Before they are diagnosed as such and before they are led into the throes of a mental hospital, people with schizophrenia often do not know what is going on. "What is going on?" is a good question for any Buddhist to meditate on. However, following the diagnosis of schizophrenia, people are often trained or led to believe that they are feeling "awful". The onus is very much on the individual. Instead of being trained to think "There is an awful feeling here", they are trained to think "I am feeling awful". This completely contradicts the Buddhist doctrine of "No-I", whereby there is held to be no 'me', 'my', 'mine' or 'I' distinguishable from any other sentient being. It also burdens the individual, for obvious reasons in a poorly way, with responsibility, without giving the wider picture. Buddhism gives the wider picture in the context of universal suffering; Buddhism, being a religion, tends to have more far-reaching tendrils than that of the mental health system. The latter tends to be restricted to the lower echelons of society and is very parochial in its outlook.
As a "schizophrenic", I was "enlightened" by Buddhism to find that it wasn't necessarily "me" who was suffering - that, in fact, suffering was universal. "Who is it who is feeling this way?", I would ask; it isn't me, because there is no "me". That was very helpful.
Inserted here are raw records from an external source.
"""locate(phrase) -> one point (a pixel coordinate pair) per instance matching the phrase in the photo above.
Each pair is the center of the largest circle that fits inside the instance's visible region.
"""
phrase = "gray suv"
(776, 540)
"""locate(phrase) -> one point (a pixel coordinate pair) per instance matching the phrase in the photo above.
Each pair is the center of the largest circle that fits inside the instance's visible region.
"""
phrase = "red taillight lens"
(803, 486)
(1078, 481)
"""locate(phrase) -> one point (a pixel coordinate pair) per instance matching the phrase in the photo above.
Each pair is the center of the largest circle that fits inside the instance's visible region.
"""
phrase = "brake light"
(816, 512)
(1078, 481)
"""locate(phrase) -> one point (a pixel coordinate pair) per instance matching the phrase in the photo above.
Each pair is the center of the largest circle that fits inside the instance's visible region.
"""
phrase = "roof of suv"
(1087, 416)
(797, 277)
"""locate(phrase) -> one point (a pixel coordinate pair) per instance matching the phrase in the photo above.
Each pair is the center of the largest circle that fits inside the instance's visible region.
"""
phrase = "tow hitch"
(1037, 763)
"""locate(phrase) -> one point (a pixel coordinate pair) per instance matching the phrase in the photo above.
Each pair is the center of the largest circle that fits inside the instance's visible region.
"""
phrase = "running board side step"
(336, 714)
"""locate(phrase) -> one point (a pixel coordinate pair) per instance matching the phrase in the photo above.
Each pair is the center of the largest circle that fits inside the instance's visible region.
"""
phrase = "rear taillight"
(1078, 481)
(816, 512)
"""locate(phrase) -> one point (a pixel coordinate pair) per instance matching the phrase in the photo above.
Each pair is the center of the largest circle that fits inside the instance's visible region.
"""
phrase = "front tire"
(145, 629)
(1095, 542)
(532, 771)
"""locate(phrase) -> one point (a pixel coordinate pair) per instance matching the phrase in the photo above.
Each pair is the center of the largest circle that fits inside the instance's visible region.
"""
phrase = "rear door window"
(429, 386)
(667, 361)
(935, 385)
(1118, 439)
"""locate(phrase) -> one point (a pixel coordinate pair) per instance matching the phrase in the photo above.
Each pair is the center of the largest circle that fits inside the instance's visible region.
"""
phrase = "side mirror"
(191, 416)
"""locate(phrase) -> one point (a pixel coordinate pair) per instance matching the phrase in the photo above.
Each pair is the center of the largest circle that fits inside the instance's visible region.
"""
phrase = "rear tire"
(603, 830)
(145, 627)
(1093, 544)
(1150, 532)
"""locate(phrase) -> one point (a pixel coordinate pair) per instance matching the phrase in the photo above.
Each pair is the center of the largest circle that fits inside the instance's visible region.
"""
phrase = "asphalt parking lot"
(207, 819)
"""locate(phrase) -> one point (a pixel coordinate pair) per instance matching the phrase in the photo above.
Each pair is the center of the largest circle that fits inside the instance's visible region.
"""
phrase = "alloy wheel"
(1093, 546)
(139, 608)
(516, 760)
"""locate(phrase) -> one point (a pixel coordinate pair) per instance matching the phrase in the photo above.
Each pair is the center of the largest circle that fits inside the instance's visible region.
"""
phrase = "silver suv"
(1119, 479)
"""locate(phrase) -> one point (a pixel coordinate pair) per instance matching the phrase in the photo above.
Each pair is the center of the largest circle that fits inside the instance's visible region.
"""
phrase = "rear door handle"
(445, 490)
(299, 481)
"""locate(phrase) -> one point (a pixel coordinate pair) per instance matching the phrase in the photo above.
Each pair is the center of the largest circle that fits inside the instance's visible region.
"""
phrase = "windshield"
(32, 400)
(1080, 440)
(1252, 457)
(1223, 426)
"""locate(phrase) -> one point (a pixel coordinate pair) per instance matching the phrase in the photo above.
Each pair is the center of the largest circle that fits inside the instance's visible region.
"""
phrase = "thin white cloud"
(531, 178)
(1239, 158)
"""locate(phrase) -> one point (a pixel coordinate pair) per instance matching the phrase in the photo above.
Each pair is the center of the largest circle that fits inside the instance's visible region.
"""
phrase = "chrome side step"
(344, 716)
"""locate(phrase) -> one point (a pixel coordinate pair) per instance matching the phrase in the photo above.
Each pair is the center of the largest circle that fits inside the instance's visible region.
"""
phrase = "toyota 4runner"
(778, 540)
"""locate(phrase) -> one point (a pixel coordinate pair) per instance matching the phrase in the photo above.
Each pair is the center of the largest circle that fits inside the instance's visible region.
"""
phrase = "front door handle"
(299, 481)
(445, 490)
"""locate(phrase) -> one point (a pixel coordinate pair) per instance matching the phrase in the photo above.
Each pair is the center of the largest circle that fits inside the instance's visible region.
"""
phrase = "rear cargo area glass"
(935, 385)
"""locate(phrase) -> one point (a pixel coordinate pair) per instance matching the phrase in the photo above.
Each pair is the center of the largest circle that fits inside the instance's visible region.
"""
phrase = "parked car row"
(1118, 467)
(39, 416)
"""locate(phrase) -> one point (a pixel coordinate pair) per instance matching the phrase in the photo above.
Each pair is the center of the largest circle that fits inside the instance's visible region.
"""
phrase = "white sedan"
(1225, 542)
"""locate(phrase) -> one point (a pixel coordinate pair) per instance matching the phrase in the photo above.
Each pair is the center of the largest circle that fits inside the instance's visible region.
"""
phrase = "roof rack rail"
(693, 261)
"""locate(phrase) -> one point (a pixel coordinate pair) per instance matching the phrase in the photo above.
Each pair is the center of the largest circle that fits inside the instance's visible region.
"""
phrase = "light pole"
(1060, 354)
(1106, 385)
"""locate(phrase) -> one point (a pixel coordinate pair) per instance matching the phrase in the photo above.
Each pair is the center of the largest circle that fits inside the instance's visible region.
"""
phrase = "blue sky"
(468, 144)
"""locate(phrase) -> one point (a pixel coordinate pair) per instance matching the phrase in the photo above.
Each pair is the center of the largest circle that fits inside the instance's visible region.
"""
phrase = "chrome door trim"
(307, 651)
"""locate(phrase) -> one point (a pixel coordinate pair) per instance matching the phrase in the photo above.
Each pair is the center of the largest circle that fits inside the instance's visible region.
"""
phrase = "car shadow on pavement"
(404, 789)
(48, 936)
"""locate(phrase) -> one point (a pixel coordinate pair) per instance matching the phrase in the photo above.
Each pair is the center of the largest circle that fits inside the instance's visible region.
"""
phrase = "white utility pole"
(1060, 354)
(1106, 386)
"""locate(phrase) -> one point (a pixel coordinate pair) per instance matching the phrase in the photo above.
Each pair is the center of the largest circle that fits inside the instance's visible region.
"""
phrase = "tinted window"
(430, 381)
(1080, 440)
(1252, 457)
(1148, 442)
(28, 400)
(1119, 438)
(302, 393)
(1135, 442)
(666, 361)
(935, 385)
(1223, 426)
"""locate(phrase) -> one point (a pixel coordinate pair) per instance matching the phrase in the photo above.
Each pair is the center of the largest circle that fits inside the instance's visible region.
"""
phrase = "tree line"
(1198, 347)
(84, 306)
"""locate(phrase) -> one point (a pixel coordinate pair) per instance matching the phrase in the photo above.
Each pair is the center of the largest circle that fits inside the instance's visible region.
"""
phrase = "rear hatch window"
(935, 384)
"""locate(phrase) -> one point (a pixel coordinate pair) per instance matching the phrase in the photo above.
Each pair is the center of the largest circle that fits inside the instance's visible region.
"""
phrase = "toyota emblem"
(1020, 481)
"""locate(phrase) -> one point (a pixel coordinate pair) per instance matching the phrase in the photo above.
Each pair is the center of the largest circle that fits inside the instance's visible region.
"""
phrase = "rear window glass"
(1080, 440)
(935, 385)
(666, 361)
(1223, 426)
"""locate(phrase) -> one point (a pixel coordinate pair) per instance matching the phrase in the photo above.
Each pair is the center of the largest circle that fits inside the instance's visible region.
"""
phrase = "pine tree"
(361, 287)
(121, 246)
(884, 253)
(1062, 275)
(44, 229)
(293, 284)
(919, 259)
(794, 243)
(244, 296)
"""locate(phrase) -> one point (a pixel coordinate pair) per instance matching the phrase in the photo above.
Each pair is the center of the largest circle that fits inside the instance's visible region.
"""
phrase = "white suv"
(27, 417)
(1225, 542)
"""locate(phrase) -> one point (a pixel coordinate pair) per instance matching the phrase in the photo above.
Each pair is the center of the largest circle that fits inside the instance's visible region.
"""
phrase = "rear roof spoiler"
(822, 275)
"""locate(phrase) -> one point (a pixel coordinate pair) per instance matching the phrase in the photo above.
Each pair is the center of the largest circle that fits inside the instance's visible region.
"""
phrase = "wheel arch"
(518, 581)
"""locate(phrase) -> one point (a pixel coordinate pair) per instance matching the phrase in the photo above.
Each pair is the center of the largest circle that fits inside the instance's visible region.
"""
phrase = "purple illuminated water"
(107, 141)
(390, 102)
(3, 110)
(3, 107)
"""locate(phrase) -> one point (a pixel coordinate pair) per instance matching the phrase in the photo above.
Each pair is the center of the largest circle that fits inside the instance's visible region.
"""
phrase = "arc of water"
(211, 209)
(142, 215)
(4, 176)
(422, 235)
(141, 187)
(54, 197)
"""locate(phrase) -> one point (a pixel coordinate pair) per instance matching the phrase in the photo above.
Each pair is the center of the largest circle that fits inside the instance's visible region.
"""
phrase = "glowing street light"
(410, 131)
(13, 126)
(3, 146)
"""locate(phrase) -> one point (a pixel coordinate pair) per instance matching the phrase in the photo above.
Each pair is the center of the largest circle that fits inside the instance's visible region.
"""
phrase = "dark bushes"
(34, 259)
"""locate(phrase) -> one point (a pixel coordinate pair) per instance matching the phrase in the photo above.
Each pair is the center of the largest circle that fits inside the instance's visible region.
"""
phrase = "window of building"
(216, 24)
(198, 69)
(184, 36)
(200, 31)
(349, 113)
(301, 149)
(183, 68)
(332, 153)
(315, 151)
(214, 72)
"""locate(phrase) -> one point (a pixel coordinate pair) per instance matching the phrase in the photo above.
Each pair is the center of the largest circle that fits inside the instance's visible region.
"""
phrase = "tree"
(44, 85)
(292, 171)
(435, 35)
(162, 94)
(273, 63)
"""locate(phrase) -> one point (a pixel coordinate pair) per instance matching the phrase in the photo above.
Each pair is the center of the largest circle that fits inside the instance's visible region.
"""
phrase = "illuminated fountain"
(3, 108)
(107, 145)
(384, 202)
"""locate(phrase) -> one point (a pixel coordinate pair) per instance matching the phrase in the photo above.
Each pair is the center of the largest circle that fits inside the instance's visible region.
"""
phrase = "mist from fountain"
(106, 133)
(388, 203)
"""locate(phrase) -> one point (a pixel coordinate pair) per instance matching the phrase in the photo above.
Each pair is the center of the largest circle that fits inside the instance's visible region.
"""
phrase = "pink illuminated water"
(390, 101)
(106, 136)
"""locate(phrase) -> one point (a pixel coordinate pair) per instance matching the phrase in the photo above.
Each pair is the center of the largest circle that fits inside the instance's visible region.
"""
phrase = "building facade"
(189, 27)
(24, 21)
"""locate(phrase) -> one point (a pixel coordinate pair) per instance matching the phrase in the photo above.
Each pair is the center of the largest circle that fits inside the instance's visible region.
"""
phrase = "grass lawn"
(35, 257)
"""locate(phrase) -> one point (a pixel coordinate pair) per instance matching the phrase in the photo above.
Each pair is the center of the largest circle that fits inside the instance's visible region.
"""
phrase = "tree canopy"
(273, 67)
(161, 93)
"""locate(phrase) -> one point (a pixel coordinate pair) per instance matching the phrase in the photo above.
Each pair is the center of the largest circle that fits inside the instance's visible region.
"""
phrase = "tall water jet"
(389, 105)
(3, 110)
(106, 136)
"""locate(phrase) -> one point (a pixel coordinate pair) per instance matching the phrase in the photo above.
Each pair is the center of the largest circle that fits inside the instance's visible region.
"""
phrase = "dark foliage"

Then I met a few people who were also of Buddhist inclination and I learnt that we could share the Dharma/truth/readings without being under an umbrella of doctors, legality and hospitalisation. I had found my freedom.
The mental health system purports to help people live independently, but independently of what?! We all are born and die independently. Whereas the mental health system implicates people in a cycle of repeated hospitalisation, Buddhism merely points out that we are all subject to the cycle of Samasara - that of birth, death and rebirth.
In the analogy of life as a play - one in which suffering is intrinsically found, my role is that of "schizophrenic". This may mean that at times I am not polite and obtuse, but at heart I remain a Buddhist. As a "schizophrenic", I never knew what I was going to do next, which is fine because as a Buddhist, being prepared for death means scuppering all but the remotest of plans.
What's more, schizophrenia and its being dealt with by the mental health system epitomises the egocentric view of the world predominant in the West. It's a solipsistic view that I am "it", whereas in fact it (the world) is quite the opposite. We are a global community of sentient beings, not icebergs prone to being cold and lonely.